A major probe is to be carried out to determine whether Guyana received value for its money.
It would come after almost a decade of criticisms for a project that was born in secret and has been saddled with one problem after another.
According to Auditor General, Deodat Sharma, an audit is being planned at the moment.
Declining to go into details, he admitted, however, that all aspects of the US$150M project will be looked at.
“The Auditor General has a mandate. We don’t have to be told to carry out audits on state entities or
ministries. We can move in and conduct one.”
The project has been raising alarm bells, with constant finger-pointing taking place between political parties, and no one taking the blame for what was to be the country’s showpiece.
The project was secretly signed in late 2011, days before general elections and the ending of the Constitutional two-terms of Bharrat Jagdeo. Since then, it remains incomplete, with Guyana getting a smaller-than-promised terminal building, almost a decade later. The project was supposed to last for 32 months.
The quality of work and the amount of concessions that the contractor, China Harbour Engineering Company (CHEC), received, has been under question.
There were reports yesterday that a section of the runway collapsed due to the early morning rains.
In recent days, an under-pressure Minister of Public Infrastructure, David Patterson, under whose remit the project falls, in response to a number of stories by Kaieteur News, disclosed that on entering office in 2015, the Coalition Government during an assessment found several things wrong. One of them was that for almost 15 months, CHEC was doing its work without any independent supervision from a consulting engineer.

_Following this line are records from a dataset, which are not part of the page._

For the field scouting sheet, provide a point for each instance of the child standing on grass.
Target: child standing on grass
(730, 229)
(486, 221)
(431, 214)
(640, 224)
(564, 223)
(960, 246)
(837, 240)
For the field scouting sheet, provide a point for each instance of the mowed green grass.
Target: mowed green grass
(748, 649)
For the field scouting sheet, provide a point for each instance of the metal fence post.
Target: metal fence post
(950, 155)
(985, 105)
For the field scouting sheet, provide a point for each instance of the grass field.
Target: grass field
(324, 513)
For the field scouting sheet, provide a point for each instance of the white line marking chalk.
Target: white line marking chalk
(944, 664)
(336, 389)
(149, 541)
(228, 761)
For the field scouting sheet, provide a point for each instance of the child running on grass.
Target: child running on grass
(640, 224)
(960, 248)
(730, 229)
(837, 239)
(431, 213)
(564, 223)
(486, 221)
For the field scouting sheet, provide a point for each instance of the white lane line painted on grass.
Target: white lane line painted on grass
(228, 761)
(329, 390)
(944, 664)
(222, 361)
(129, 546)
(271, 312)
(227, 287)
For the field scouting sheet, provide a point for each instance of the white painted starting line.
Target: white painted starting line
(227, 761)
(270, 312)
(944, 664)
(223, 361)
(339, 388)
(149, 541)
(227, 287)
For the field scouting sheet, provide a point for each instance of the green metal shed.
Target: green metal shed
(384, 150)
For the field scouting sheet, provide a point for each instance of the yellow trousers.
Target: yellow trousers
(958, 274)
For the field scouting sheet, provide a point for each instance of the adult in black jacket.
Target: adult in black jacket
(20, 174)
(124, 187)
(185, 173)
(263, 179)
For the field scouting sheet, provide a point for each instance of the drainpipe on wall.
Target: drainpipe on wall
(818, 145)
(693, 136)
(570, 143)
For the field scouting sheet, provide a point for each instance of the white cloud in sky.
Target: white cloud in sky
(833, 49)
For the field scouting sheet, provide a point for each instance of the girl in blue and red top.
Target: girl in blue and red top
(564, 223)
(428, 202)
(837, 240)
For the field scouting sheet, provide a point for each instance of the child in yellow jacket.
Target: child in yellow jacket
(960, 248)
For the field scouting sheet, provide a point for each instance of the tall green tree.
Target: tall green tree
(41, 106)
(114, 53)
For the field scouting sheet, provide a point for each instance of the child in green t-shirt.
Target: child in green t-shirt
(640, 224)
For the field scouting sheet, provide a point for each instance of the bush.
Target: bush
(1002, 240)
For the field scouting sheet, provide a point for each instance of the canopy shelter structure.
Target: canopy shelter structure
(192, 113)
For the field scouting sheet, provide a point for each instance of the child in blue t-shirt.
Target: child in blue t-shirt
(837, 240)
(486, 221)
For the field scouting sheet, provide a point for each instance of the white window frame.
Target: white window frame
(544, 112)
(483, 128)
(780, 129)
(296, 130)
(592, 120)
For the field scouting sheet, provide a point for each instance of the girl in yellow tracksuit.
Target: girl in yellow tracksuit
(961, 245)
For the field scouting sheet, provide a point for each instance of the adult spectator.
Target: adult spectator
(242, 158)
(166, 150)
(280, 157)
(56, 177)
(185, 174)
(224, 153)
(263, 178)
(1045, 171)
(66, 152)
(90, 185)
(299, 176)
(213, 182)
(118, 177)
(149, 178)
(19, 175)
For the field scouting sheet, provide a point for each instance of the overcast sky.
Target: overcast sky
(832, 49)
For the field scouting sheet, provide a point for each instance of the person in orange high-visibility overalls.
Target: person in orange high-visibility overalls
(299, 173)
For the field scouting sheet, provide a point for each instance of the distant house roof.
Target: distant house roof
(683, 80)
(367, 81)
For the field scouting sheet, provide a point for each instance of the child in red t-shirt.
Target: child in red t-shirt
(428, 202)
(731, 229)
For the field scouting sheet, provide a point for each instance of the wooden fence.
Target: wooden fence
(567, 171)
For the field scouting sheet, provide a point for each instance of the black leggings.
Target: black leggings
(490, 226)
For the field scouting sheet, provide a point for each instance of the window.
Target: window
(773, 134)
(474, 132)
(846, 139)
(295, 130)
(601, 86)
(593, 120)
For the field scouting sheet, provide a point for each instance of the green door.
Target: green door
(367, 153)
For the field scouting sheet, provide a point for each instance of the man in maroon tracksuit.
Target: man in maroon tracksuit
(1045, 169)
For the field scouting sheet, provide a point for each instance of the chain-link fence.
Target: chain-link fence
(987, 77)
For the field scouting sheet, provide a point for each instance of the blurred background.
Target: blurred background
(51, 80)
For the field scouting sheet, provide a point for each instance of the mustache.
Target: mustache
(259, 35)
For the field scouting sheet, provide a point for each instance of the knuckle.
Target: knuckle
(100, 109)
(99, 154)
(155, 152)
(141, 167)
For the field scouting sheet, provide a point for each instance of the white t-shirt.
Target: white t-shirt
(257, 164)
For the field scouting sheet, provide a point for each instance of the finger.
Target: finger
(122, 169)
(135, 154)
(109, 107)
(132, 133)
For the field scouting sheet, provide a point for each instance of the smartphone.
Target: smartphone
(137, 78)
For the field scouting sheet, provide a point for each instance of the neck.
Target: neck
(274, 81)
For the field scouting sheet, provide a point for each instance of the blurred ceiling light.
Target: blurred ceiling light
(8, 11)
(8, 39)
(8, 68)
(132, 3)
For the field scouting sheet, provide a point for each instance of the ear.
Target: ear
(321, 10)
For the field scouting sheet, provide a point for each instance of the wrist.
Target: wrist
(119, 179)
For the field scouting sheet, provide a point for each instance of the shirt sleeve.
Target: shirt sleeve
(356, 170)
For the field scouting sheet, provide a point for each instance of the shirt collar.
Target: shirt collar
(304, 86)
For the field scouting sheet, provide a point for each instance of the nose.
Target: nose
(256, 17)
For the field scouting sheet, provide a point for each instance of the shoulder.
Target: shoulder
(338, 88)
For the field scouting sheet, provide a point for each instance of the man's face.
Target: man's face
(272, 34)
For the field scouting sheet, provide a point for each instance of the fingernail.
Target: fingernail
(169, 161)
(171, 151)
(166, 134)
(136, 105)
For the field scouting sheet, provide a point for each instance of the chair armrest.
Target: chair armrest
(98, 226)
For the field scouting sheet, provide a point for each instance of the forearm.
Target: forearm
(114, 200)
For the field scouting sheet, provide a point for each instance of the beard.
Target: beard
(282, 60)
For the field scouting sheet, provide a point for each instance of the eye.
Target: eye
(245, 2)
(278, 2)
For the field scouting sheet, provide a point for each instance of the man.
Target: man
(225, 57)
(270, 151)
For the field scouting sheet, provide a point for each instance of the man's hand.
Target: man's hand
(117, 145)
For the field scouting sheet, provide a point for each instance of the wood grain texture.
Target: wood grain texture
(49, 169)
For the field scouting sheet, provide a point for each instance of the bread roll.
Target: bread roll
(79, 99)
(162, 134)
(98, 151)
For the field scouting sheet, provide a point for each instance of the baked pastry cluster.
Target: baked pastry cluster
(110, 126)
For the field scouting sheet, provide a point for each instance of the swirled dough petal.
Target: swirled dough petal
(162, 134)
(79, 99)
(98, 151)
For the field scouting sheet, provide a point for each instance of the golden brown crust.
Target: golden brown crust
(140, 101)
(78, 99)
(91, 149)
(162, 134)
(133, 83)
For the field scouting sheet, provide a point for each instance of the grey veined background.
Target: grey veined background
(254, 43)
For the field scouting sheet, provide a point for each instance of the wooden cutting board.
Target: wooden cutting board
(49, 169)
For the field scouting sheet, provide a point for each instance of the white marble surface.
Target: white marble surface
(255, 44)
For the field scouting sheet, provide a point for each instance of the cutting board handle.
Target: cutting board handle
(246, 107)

In fact, there were claims filed by CHEC for up to US$90M, with only seven percent of the work done.
Independent analysis done for Kaieteur News by engineers and contractors found that costs as submitted by CHEC
were astronomical…for example, a 40-plus inch television monitor was over $1M. The airport was supposed to have one brand-new terminal building with eight passenger-boarding bridges. However, a smaller building to house the arrivals area was built while the old terminal was gutted and renovated to house the departure area.
From indications, CHEC, which has regional offices in Jamaica, came to the then Government with a proposal for a new airport. There appeared to be no studies or other reports that CHEC did before, to start its works. Without requisite checks on whether the costs were realistic, the then PPP/C government signed the contract.

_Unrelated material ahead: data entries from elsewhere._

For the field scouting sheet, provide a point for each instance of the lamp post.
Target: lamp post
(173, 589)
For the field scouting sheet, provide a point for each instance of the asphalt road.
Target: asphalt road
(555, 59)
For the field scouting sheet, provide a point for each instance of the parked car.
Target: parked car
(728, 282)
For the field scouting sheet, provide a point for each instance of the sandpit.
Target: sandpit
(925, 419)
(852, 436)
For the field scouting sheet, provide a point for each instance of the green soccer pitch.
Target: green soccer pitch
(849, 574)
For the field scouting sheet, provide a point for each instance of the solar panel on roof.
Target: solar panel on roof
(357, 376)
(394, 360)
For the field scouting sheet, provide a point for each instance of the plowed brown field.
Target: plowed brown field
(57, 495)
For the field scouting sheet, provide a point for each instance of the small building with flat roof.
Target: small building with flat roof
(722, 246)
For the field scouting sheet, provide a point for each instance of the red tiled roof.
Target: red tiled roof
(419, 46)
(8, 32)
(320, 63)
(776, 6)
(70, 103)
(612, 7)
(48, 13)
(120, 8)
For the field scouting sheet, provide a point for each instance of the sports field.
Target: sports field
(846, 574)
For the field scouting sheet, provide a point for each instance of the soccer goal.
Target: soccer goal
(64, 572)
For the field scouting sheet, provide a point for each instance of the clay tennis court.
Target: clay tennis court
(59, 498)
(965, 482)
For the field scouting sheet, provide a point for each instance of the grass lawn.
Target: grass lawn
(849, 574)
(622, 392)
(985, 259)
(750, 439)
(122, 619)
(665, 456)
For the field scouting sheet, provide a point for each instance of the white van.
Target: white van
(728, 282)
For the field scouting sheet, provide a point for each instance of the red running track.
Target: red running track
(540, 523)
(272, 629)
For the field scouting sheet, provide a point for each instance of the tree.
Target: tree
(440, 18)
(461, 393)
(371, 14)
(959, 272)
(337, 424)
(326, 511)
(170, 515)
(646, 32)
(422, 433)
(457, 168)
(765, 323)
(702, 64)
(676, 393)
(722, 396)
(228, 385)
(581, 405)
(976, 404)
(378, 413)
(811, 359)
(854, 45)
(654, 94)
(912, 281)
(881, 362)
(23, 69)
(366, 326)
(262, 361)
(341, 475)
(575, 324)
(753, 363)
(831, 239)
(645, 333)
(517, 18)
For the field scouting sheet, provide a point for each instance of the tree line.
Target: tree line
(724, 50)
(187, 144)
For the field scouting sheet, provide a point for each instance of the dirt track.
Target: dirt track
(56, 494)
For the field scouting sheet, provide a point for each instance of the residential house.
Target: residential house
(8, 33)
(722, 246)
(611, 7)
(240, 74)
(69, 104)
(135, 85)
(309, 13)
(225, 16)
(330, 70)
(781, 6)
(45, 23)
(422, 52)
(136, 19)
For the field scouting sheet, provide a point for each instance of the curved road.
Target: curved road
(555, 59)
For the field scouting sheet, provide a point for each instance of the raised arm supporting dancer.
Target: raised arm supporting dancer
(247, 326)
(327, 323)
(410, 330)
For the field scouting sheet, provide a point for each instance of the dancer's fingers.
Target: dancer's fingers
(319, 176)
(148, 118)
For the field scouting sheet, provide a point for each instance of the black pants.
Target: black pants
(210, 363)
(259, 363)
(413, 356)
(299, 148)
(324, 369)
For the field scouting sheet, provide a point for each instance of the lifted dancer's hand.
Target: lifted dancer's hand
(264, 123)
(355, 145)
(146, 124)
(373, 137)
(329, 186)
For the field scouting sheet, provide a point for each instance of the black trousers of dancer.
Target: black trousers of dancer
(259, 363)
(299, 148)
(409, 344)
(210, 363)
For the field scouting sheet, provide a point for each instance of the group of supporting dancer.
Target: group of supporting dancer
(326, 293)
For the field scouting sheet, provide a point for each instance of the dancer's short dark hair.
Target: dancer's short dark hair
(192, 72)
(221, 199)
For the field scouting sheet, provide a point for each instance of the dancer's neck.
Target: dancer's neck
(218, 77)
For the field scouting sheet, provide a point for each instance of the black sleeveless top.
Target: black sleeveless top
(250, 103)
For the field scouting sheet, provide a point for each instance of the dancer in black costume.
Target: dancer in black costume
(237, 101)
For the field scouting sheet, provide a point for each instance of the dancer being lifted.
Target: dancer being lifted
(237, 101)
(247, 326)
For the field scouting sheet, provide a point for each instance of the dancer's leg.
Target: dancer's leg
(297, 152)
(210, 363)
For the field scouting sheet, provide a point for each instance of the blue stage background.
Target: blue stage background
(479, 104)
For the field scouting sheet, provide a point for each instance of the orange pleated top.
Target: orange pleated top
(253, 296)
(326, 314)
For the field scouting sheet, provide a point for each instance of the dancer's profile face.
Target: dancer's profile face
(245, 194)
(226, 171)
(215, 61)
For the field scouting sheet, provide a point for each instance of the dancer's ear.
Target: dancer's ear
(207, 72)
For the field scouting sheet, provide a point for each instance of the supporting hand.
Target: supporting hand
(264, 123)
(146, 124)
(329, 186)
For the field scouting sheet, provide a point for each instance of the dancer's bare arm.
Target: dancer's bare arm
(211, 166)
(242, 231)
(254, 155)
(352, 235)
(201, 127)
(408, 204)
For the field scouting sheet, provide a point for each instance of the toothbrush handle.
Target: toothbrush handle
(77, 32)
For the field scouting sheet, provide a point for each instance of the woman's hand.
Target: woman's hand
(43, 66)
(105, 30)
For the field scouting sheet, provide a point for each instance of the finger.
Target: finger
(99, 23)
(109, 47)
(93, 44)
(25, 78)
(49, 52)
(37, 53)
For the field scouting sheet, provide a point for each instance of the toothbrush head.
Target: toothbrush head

The project was not tendered and CHEC did not get the money until a year later.
The Chinese contractor reportedly started to dump thousands of trucks of sand on the northern end of the runway before they realized that soil conditions would have created problems.
The PPP government then approved the contractor to work on the southern end.
There have been no disclosures by this government or previous ones whether CHEC has been sanctioned for the delays.
What is known is that for the millions budgeted and for what Guyana is getting, it remains in the hole for more than the US$138M in loans it took from China.